2) Pemeriksaan Khusus
Muka : pucat/tidak.
Mata : konjungtiva merah muda / pucat.
Abdomen : nyeri tekan di daerah perut bagian bawah kiri ataupun kanan.
Vagina vulva : terdapat condiloma ataupun tidak, keluar pus atau tidak.
3) Pemeriksaan Penunjang
VT : terdapat nyeri di adneksa.
2. Identifikasi Masalah / Diagnosa Kebidanan
Identifikasi terhadap masalah atau diagnosa berdasarkan interpretasi yang benar atas data yang dikumpulkan.
Dx: P... dengan adneksitis.
3. Identifikasi Diagnosa atau Masalah Potensial
Identifikasi diagnosa atau masalah potensial dibuat setelah mengidentifikasi diagnosa atau masalah kebidanan. Langkah ini membutuhkan antisipasi dan bila
mungkin dilakukan pencegahan.
Diagnosa potensial :
a. Ruputur / abses ovarium
b. Gejala illeus karena perlekatan
4. Identifikasi kebutuhan segera
Pada tahap ini bidan mengidentifikasi perlunya tindakan segera, baik tindakan konsultasi, kolaborasi dengan dokter atau rujukan berdasarkan kondisi klien.

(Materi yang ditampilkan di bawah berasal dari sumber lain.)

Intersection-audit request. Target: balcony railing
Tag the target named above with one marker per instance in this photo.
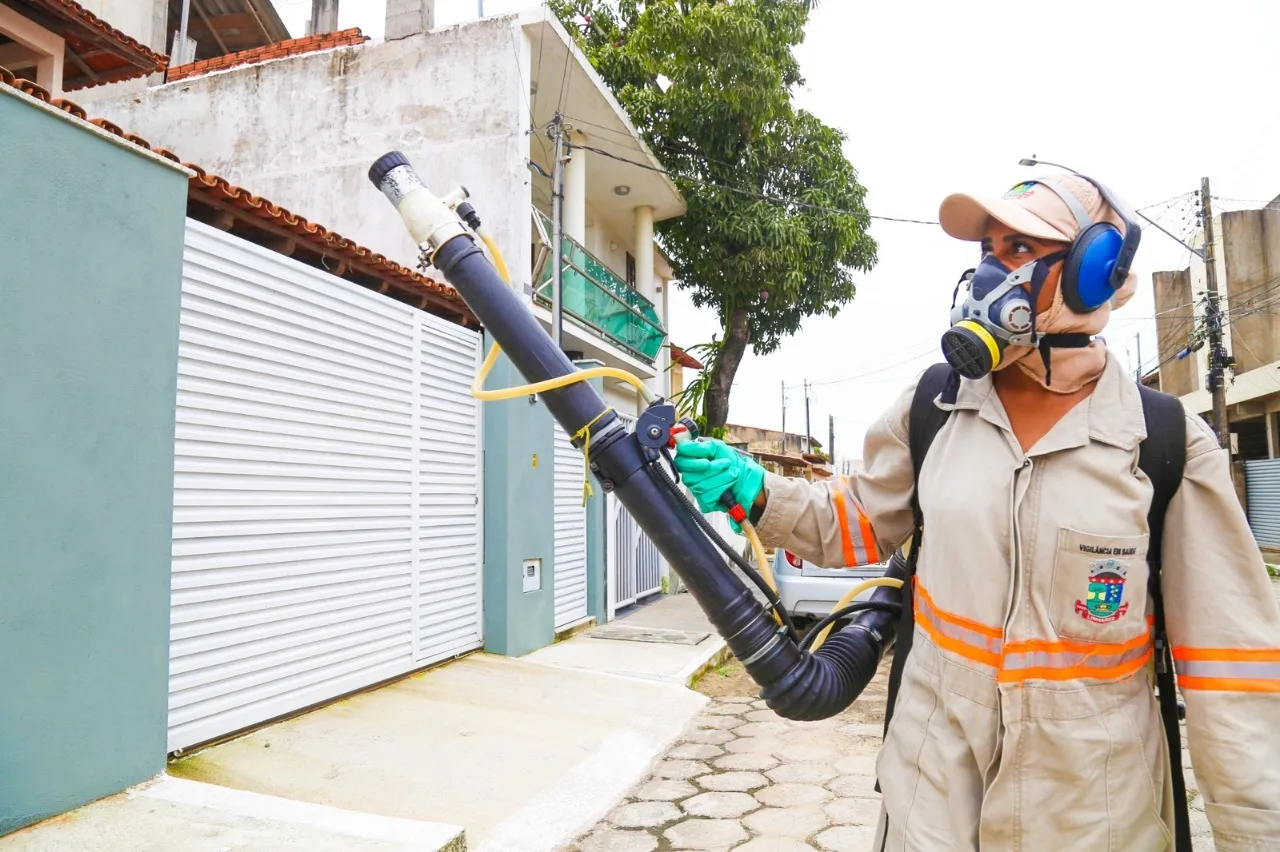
(595, 297)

5. Menyusun rencana asuhan
Pada langkah ini ditentukan oleh hasil kajian pada langkah sebelumnya. Informasi atau data yang kurang dapat dilengkapi. Setiap rencana asuhan harus
disetujui oleh kedua belah pihak.
a. Jelaskan hasil pemeriksaan.
R/ Klien mengerti dengan kondisinya saat ini.
b. Diskusikan dengan klien agar tidak melakukan pekerjaan berat
R/ pekerjaan berat akan menambah rasa nyeri yang dialami.

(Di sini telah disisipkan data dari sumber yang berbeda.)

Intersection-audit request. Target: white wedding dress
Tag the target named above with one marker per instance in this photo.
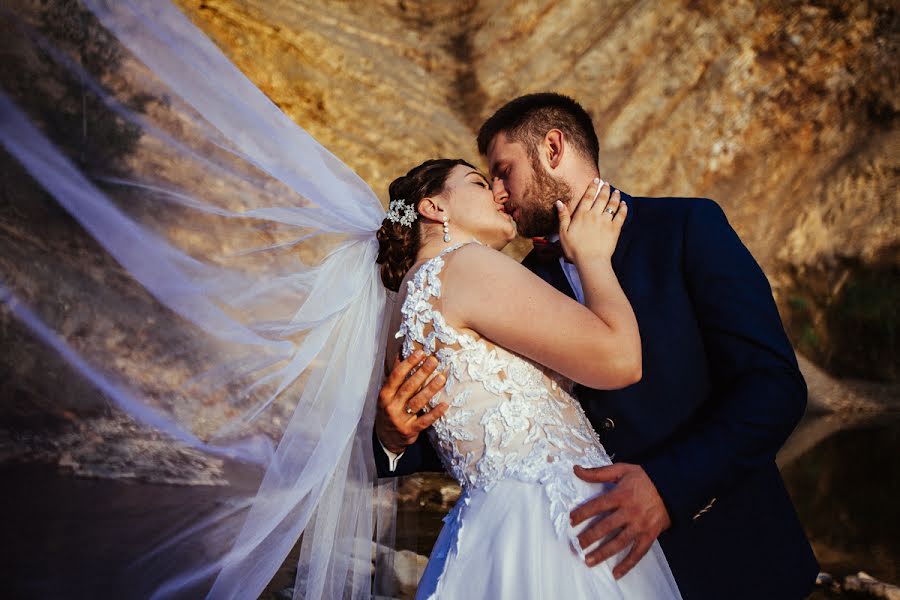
(511, 437)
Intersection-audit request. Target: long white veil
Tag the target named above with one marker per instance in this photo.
(228, 274)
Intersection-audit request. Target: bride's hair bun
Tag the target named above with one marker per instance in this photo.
(399, 244)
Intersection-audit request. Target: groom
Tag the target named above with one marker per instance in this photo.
(695, 440)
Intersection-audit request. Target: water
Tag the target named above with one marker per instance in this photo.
(846, 490)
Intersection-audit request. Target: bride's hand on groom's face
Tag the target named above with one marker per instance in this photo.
(589, 226)
(631, 513)
(399, 420)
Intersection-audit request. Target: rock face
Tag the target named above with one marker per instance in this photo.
(783, 112)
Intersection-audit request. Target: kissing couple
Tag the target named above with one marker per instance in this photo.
(638, 328)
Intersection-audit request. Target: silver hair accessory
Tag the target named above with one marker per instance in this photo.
(401, 212)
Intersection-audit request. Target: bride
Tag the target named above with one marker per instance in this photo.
(505, 425)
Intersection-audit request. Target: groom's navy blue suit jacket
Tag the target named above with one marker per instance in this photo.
(720, 393)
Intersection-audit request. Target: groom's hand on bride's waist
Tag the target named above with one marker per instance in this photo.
(403, 402)
(632, 512)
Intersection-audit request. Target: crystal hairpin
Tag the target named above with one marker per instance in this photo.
(401, 212)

c. Anjurkan klien untuk menjaga kebersihan personal hygiene terutama alat kelamin.
R/ memperkecil resiko naiknya bakteri ke atas.
d. Kolaborasi dengan dokter
R/ penatalaksanaan dan pemberian terapi.
6. Implementasi
Merupakan pelaksanaan dari rencana asuhan yang telah dibuat sebelumnya.
7. Evaluasi
Langkah ini sebagai pengecekan apakah rencana asuhan tersebut efektif dalam pelaksanaannya. Untuk pencatatan asuhan dapat diterapkan dalam bentuk SOAP.
S : Data Subyektif
Data ini diperoleh melalui anamnesa.
O : Data Obyektif
Hasil pemeriksaan klien dan pemeriksaan pendukung lainnya.
A : Analisis
Interpretasi berdasarkan data yang terkumpul dibuat kesimpulan.
P : Penatalaksanaan
Merupakan tindakan dari diagnosa yang telah dibuat.
(Salmah, 2002 : 157 – 164)
DAFTAR PUSTAKA
Darmadi dr. 2008. Infeksi Nosokomial : Problematika dan Pengendaliannya. Jakarta : Salemba Medika.
Manuaba, I.B.G., Manuaba, I.A.Chandranita, dkk. 2007. Pengantar Kuliah Obstetri. Jakarta: EGC.
Nadesul, Hendrawan dr. 2008. Cara Sehat Menjadi Perempuan. Jakarta : Kompas.
Wiknjosastro, Hanifa. 2009. Ilmu Kandungan. Jakarta : Yayasan Bina Pustaka Sarwono Prawirohardjo.